I have the worst farts today, I'm walking by the cubicles of people I don't like and leaving them surprises. Brb.
You were in the corner dancing by yourself yelling "I look good", when really you looked ridiculous and drunk
His band may suck, but it's not like I'm sleeping with all of them.
Carrying your RA back to her room wasn't the conclusion I was expecting for the first thursday back
I had a great time except for the part where you called another guy, told him you were in a cab - not on a date - and that you'd meet him at a bar in 15 minutes. but besides that it was awesome. Next time capping you at two glasses of wine
sitting alone on a bench with a sombrero and a bottle of vodka. really angry i got here before you guys.

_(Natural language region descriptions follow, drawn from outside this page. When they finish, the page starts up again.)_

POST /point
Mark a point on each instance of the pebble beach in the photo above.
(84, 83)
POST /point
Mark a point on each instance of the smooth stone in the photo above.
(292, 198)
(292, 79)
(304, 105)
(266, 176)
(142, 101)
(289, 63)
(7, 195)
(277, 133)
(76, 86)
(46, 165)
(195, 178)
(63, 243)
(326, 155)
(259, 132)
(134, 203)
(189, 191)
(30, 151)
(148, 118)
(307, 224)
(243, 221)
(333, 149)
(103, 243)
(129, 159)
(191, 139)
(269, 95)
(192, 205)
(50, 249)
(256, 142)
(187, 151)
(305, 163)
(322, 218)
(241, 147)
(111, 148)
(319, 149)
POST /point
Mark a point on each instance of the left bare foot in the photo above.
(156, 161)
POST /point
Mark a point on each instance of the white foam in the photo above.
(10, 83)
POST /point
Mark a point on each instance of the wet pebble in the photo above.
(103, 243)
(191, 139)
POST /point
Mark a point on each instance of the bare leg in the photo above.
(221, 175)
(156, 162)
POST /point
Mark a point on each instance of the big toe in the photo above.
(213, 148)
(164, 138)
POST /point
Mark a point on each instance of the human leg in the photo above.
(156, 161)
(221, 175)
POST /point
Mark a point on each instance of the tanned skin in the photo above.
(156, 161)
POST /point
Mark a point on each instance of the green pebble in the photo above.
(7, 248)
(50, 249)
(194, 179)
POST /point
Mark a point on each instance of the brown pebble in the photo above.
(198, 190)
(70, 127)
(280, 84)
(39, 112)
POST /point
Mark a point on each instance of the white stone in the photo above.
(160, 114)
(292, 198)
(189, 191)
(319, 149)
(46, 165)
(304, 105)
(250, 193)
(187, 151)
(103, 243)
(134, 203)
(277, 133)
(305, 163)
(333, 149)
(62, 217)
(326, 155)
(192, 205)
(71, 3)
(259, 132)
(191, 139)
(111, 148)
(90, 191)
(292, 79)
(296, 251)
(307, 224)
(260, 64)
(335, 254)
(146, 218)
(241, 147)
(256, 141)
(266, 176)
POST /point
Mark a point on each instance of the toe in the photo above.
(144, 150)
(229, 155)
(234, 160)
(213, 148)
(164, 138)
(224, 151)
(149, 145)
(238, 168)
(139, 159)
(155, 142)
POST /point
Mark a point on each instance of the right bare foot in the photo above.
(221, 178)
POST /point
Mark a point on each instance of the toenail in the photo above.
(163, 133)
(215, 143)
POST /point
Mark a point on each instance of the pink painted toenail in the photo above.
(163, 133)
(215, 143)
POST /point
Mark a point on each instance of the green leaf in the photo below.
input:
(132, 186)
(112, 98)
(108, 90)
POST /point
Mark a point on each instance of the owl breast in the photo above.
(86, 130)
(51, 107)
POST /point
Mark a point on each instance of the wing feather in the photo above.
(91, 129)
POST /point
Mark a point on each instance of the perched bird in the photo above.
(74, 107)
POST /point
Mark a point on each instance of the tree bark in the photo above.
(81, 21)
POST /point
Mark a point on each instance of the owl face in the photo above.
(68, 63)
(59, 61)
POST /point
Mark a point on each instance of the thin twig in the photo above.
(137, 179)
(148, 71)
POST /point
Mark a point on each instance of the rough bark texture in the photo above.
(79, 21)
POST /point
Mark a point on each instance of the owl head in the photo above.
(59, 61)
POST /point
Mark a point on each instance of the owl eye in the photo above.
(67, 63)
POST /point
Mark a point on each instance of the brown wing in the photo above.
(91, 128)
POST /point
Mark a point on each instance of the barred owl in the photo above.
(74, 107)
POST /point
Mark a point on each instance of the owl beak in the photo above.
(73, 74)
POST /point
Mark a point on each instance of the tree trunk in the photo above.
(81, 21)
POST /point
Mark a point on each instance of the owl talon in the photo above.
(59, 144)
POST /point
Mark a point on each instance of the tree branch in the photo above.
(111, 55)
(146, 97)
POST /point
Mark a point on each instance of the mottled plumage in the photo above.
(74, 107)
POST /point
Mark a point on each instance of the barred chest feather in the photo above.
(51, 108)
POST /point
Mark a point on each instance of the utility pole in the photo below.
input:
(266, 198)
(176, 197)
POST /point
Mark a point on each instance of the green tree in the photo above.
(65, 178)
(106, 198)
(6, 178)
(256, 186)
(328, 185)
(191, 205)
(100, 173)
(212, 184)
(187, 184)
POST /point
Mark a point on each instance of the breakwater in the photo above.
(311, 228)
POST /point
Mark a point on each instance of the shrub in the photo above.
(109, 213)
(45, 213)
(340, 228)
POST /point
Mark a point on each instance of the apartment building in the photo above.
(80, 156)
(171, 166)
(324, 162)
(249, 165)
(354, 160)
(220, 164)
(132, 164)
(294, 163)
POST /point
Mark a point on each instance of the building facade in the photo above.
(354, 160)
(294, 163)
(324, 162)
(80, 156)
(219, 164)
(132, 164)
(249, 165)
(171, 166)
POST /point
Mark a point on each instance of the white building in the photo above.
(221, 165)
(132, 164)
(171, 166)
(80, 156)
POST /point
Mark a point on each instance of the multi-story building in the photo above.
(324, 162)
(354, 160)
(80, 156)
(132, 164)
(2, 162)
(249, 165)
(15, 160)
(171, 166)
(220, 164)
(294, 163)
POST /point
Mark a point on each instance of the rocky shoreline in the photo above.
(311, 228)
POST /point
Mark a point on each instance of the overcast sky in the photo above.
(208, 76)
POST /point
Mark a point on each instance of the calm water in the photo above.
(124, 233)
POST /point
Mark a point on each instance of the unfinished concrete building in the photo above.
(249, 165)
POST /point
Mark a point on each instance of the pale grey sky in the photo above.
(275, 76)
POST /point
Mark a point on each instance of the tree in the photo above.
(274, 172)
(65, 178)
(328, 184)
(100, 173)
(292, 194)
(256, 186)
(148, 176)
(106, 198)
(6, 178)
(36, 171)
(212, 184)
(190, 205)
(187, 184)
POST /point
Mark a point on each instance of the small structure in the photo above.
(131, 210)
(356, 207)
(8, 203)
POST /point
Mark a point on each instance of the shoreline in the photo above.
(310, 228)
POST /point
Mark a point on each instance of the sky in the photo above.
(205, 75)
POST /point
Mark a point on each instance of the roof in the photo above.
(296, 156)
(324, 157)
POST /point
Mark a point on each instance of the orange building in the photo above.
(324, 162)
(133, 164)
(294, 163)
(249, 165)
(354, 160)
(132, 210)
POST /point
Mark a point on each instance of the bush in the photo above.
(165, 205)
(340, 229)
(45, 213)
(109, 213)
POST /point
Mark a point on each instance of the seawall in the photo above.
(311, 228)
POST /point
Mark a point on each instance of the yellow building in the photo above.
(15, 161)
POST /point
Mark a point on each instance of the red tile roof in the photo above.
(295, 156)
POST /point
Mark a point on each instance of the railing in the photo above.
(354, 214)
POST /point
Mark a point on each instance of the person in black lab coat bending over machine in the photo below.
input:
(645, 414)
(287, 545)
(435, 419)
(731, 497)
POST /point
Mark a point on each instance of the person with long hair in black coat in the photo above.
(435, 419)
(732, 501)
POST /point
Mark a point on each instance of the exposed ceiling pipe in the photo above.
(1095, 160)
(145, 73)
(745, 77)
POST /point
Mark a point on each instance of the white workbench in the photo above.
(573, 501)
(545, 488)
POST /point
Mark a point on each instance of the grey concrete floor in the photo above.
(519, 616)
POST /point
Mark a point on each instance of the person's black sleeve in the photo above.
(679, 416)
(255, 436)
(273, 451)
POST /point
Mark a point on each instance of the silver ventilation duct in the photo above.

So I just crossed my legs and I was like what is this lump on my leg? Oooh its my underwear from last time I wore these jeans...
i just had to pick up my 18 year old cousin from the police station for hosting a party, and i had to do this stoned wow
Pornhub is still operational. Therefore, the world has NOT come to an end in the blizzard!
Just read the 12 signs you're a horrible roommate post and fucking in your roommate's bed wasn't on the list, so I'm a pretty awesome roommate.
...and if you can get the necessary ingredients to make the Buffalo Chicken Melt, I will latch forever at your Teat of Justice.
I'm on my third roll of toilet paper. Today can fuck right off.
what do you mean he's functionally heterosexual
Tonight is an "I'm lonely and single so I'm going to curl up in a warm, melatonin and vodka enriched ball in the corner of my bed with a cat." kind of night.